Ce texte est issu de 22 rencontres disparates mais amusantes, étonnantes ou encore surprenantes… Le texte original est paru dans la Dépêche de Tahiti, édition du Dimanche durant les années 1995 et 1996
Il est plutôt grand, un mètre quatre vingt, sa peau est bleu-noire, laissant par contraste un impressionnant dessin en clair, aux volutes magiques. Son regard n’a rien d’amical, je sens son irritation à fleur de culture. C’est ma première rencontre avec un « pro », il déclame, le ton altier:
– Je suis l’un des premiers tahitiens de la nouvelle génération entièrement tatoués, j’ai fait le choix de devenir entièrement tatoué suivant la tradition de mes ancêtres. Je travaille toujours avec deux machines que j’équipe d’aiguilles neuves. Si au cours du travail l’une d’entre elle a un problème, je n’ai qu’à changer instantanément de machine, mon client n’a pas à attendre.
– Question des aiguilles?
– Il est idiot de ne pas mettre d’aiguilles neuves car elles sont peu coûteuses et s’abîment très facilement, quand on est fier de la qualité de son travail, on utilise toujours des aiguilles neuvesJe travaille toujours à main levée après avoir dessiné au stylo les grandes lignes du dessin. Tous mes motifs sont ainsi uniques et originaux. Pourtant, je ne tatoue pas uniquement des motifs Maohis, j’utilise aussi des sources d’inspiration marquisiens ou américains, cela dépend surtout de celui qui va recevoir le tatouage.

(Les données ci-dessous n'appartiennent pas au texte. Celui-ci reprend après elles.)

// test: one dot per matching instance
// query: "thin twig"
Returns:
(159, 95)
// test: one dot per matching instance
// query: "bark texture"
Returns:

– Comment avez-vous débuté cette profession ?
– Je n’ai jamais demandé à être tatoueur, c’est une sorte de mana (force occulte) qui m’a poussé vers ça, c’est ce mana qui appuie mes dessins.
Quand je les ai finis, il y a toujours quelque chose de plus que moi-même, un autre signifié, c’est l’influence de ce mana.